Some manufacturers are going beyond simply replacing 2D paper with 2D displays. Although the company's ultimate aim is to get 3D TV into the living room, Philips sees digital signs as a good home in the near-term for displays that convey the illusion of depth. The company has produced a 52in display with a lenticular filter mounted in front to split the image on the LCD in two directions. At the right distance, the two images will be picked up by different eyes so that the brain perceives a 3D scene.
However, simple things that have little to do with the technology can make the signs less effective. According to Jeff Porter, executive vice president of Scala, simple things can mess up digital signage: "People are still amazed that 'sales went up by an additional 10 per cent when we placed the screen at eye level and near the product'... many people still get this wrong today."
The biggest benefit of moving to e-signage is responsiveness. By linking the display controller to the Internet, entire banks of signs can be altered in seconds. This is no big change for those operating information screens in bus terminals and the like, but it means big changes for shop and outdoor advertising. And, once you start introducing the idea of frequent updates, it is easy to go much further.
At the end of December 2006, search-engine giant Google filed for a US patent on digital poster advertising - not the design of the displays themselves but the content that goes on them. In effect, the system described by Google would put Adwords, like those that appear on Google's search-results pages, or more graphic advertisements onto digital billboards in response to information that the billboard itself might pick up.
One example would be a digital information board such as those found in shopping malls. If someone was looking for shoes, the ad servers would simply put up ads relevant to shoes. But the ads could take advantage of context in other ways - simply serving ads based on a billboard's location. Competitors might advertise products through boards known to be near a certain shop.
The information might be from shoppers themselves. In the movie 'Minority Report', signs scanned visitors and identified them before trying to sell them something they might need - the kind of activity that saw Tom Cruise's character go and seek a new pair of eyes.

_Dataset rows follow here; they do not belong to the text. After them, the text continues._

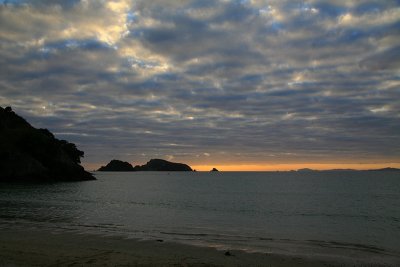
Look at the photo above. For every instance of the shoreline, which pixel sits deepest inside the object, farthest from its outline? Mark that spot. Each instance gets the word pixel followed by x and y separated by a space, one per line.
pixel 33 247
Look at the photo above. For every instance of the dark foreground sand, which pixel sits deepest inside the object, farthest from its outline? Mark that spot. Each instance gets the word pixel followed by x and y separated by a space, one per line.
pixel 40 248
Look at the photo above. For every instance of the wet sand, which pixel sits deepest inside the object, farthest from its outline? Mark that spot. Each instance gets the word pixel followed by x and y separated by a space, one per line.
pixel 39 248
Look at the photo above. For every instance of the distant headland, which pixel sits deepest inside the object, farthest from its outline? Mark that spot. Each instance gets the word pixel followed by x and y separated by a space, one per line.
pixel 30 154
pixel 152 165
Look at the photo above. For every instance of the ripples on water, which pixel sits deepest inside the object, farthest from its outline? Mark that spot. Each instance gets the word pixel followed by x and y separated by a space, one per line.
pixel 282 212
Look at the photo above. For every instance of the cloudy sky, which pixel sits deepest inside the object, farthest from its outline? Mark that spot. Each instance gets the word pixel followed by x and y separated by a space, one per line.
pixel 253 83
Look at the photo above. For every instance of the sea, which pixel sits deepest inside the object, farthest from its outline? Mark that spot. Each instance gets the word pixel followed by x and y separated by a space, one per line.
pixel 337 213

No digital poster is going to be scanning anyone's retinas in the near future, and privacy laws would probably ban the practice anyway. But what the advertising industry has termed 'proximity marketing' is already in place.

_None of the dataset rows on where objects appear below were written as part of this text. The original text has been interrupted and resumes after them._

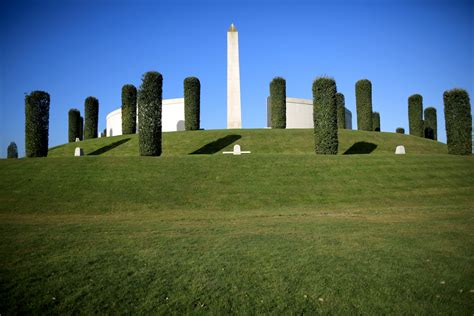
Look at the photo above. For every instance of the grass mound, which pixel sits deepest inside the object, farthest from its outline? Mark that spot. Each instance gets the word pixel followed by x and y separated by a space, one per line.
pixel 279 231
pixel 259 141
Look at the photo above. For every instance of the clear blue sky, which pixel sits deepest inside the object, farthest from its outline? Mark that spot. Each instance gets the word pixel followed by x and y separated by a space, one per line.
pixel 75 49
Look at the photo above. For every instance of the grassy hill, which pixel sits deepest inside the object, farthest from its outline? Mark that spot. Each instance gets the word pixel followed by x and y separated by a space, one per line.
pixel 279 231
pixel 259 141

A couple of years ago, some paper billboards were fitted with Bluetooth interfaces able to communicate with personal digital assistants and mobile phones. Filter Worldwide uses the term 'bluecasting' to refer to the practice of letting users download content through the poster to their devices over Bluetooth and, in more recent moves, Wi-Fi.
Samsung used a system deployed in Times Square to send information to phones when it launched its BluRay players in the US, and studio Miramix used cinema-based posters to let people download clips from the movie 'Bobby'.
In the UK, Coldplay advertised their 2005 album 'X&Y' to passers-by, providing them with clips from some of the songs. A big emphasis on these systems is to make sure there is some valuable or interesting content, such as ringtones and video, to encourage people to keep downloading once the novelty has worn off.
To make sure only people who can see the poster get the Bluetooth requests from it, companies such as Filter have built directional antennas into their systems.
Privacy concerns mean there is a limit to how far public e-signage can personalise a message. But paper will slowly give way to technologies that make it possible to adapt advertising and other information to the time of day, location and even the number of people passing by.